The program outputs:

Rh[L:f4]ne, 42 [S:a7], price [$:a3]50

Some old Java implementations classify characters with gc values Pi or Pf as if the values were Ps or Pe, respectively. Therefore, they are unable to recognize the predefined names INITIAL_QUOTE_PUNCTUATION and FINAL_QUOTE_PUNCTUATION.

11.3.4. Naïve Processing

In old programs, character data is often processed in a naïve manner that assumes a particular character code, typically ASCII. You might even see code like ch == 32, which tests for a character being a space, using the ASCII code, instead of the more natural and more portable ch == ' '.

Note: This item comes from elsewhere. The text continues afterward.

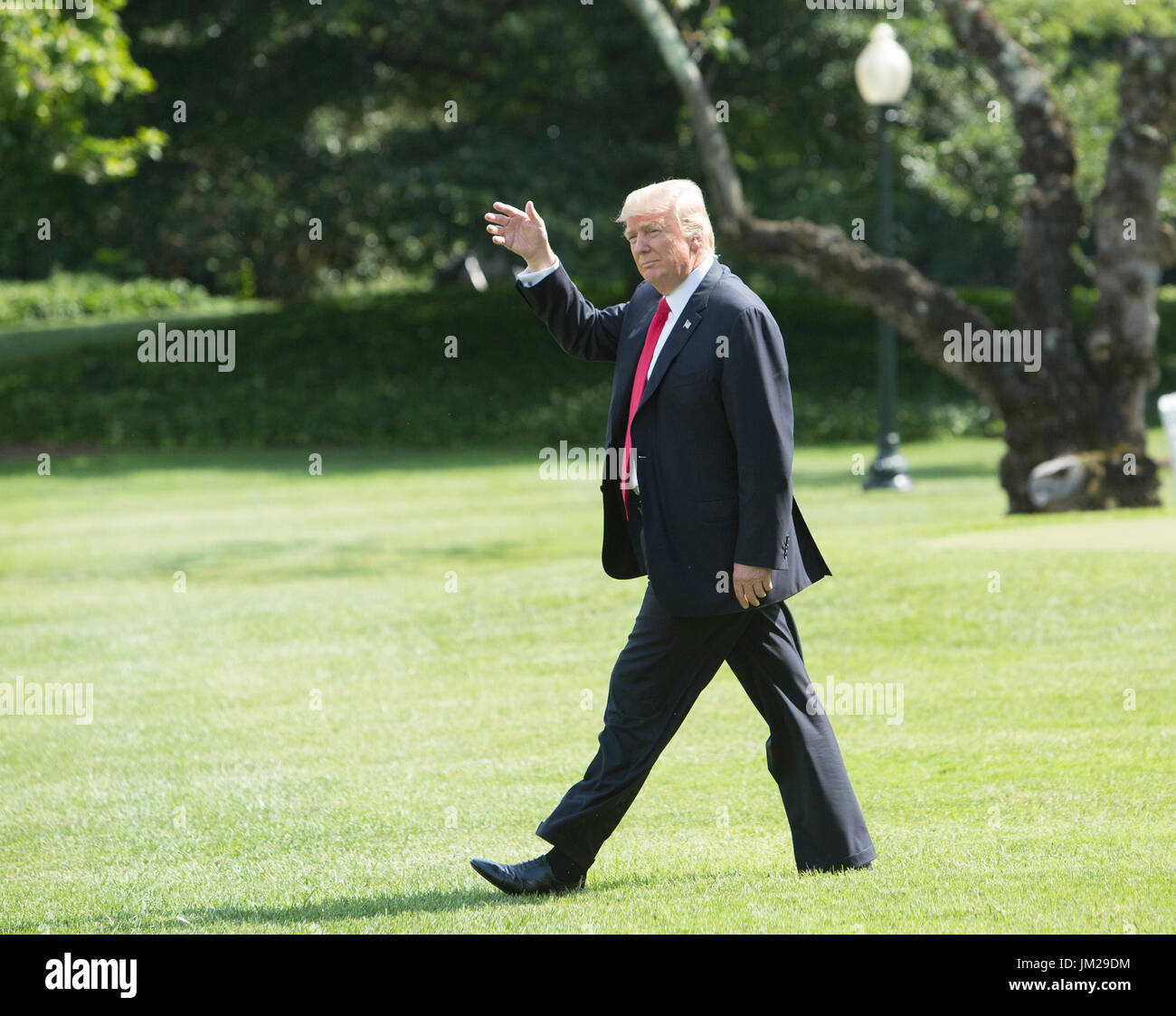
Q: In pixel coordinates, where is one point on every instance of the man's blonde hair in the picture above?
(682, 199)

Suppose that the variable ch contains a single character and we wish to test whether the value is a letter. The following style (exemplified here using the C language notation) is often used in old software:

if( ((ch >= 'A') && (ch <= 'Z')) ||  ((ch >= 'a') && (ch <= 'z')) ) ...

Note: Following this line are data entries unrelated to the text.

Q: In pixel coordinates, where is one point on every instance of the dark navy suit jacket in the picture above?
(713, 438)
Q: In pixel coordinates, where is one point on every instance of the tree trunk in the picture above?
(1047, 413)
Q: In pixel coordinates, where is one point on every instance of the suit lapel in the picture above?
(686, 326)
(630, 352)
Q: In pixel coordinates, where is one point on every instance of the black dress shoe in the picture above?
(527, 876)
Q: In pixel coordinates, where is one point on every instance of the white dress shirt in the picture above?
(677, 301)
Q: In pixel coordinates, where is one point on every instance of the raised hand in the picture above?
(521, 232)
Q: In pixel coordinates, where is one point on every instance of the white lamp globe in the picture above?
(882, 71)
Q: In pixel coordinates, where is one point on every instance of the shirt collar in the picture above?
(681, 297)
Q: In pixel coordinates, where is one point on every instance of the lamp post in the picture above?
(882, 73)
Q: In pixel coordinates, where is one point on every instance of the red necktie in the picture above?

Here, && means "and" and || means "or," and the expression operates on comparisons that test whether the character's code number is between the code numbers of "A" and "Z" or between the code numbers of "a" and "z." Generally, in programming languages, comparisons of character values operate on the code numbers of characters.

If the data contains only basic Latin letters, the naïve approach works in most cases. The reason is that in most character codes, those letters are in alphabetic order and consecutivei.e., there is nothing but letters between "A" and "Z" or between "a" and "z" in the code. However, the assumption is not correct for the EBCDIC code, as described in Chapter 3.

A more serious problem is that the approach fails for letters with diacritic marks, or for other than basic Latin letters in general. It would be awkward to write code that compares a character value against all the possible letters that might appear in Unicode data. A modern approach, which has been good style for a long time, is to use subprogram (function) calls that test such things. For example, in C, using the standard function library that you may refer to by using #include <string.h> in your program, you can write as follows:

if(isletter(ch)) ...

This is both simpler and more robust. However, it makes the program depend on the definition of the isletter function, which can be locale-dependent. This can be a problem or an asset (see the section "Using Locales" later in this chapter).